Interpretability: Visualizing Intermediate Activations

Per Chapter 5 of Chollet’s Deep Learning with Python, we’ve trained a simple dog/cat CNN classifier.

%pylab inline

import helpers
from keras.models import load_model
from keras import models
from keras.utils import plot_model

model = load_model('cats_and_dogs_small_2.h5')
Now, we want to understand why this “black box algorithm” makes the determinations that it does.

We’ll do this by loading up a sample image, show it to the Network, then inspect how the different components react to the data it sees.

Image Preprocessing

First things first, here’s a cat.

img_path = 'images/cat.jpg'

from keras.preprocessing import image

img_tensor = image.load_img(img_path, target_size=(150, 150))
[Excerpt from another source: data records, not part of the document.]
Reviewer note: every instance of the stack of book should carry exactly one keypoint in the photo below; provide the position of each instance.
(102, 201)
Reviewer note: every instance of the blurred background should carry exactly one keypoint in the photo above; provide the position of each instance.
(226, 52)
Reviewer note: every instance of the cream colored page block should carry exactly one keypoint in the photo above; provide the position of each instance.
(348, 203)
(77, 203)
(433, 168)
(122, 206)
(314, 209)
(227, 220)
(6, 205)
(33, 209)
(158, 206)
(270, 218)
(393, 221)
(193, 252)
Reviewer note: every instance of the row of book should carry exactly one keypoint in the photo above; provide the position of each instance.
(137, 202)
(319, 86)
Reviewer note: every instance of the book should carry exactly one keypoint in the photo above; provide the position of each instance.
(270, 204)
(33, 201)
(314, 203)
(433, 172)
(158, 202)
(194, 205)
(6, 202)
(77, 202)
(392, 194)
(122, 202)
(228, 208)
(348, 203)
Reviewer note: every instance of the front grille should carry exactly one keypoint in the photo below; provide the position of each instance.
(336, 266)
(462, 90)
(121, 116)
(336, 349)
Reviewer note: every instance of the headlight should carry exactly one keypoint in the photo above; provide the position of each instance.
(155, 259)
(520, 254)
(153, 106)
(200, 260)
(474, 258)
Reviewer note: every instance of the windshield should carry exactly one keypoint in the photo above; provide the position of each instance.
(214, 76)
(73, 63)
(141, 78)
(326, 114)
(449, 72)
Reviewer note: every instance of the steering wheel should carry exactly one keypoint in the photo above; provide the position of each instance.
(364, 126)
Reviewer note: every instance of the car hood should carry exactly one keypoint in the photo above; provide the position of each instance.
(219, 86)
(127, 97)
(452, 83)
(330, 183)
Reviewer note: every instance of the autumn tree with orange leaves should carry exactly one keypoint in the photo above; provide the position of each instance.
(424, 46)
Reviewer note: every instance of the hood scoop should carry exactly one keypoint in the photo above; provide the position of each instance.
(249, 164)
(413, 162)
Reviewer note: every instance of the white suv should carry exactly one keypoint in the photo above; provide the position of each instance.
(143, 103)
Of course, we’ll need to go from image to numerical representation. The following gives us a vector of shape (height, width, channels)
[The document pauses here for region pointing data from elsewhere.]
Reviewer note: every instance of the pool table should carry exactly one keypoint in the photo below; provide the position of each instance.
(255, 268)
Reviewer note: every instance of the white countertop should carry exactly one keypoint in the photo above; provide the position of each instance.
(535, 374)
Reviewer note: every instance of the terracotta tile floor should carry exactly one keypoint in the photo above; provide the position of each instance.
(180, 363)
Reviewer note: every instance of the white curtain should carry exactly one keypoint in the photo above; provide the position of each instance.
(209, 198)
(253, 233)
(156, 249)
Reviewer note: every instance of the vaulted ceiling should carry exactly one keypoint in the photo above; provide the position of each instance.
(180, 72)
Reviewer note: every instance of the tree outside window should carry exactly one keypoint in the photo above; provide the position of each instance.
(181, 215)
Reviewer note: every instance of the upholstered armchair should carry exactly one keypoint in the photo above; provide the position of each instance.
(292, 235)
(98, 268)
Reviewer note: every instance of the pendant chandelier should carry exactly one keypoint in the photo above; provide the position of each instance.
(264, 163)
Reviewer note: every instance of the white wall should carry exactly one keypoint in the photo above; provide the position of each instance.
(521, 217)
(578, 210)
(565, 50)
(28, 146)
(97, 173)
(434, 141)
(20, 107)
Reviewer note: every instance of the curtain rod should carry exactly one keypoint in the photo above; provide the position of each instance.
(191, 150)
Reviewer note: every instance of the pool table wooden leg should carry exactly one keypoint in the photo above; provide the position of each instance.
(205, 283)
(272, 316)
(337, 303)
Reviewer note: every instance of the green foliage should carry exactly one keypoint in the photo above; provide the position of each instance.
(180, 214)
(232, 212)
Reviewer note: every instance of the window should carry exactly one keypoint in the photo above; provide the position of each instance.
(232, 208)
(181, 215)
img_tensor = image.img_to_array(img_tensor)
(150, 150, 3)

But the model expects an input with 4 dimensions (specifically with arbitrarily-many records for the first dimension)

TensorShape([Dimension(None), Dimension(150), Dimension(150), Dimension(3)])

So we’ll transform appropriately with np.expand_dims

img_tensor = np.expand_dims(img_tensor, axis=0)

(1, 1, 150, 150, 3)

Furthermore, the RGB values for the image are comprised of values between 0 and 255

img_tensor.min(), img_tensor.max()
(0.0, 255.0)

But as we know from the various optimization notebooks we’ve written/read, normalizing our values to be between 0 and 1 helps speed up training due to faster convergence.

img_tensor /= 255.

Finally, our image vector is good to go.



Cracking the Network Open

So we’ve got this stacked model with a bunch of layers

Layer (type)                 Output Shape              Param #   
conv2d_21 (Conv2D)           (None, 148, 148, 32)      896       
max_pooling2d_21 (MaxPooling (None, 74, 74, 32)        0         
conv2d_22 (Conv2D)           (None, 72, 72, 64)        18496     
max_pooling2d_22 (MaxPooling (None, 36, 36, 64)        0         
conv2d_23 (Conv2D)           (None, 34, 34, 128)       73856     
max_pooling2d_23 (MaxPooling (None, 17, 17, 128)       0         
conv2d_24 (Conv2D)           (None, 15, 15, 128)       147584    
max_pooling2d_24 (MaxPooling (None, 7, 7, 128)         0         
flatten_6 (Flatten)          (None, 6272)              0         
dropout_3 (Dropout)          (None, 6272)              0         
dense_11 (Dense)             (None, 512)               3211776   
dense_12 (Dense)             (None, 1)                 513       
Total params: 3,453,121
Trainable params: 3,453,121
Non-trainable params: 0

We don’t care about the last 4 layers because they’re used for the actual consolidation/prediction and can’t be neatly traced back to the image itself.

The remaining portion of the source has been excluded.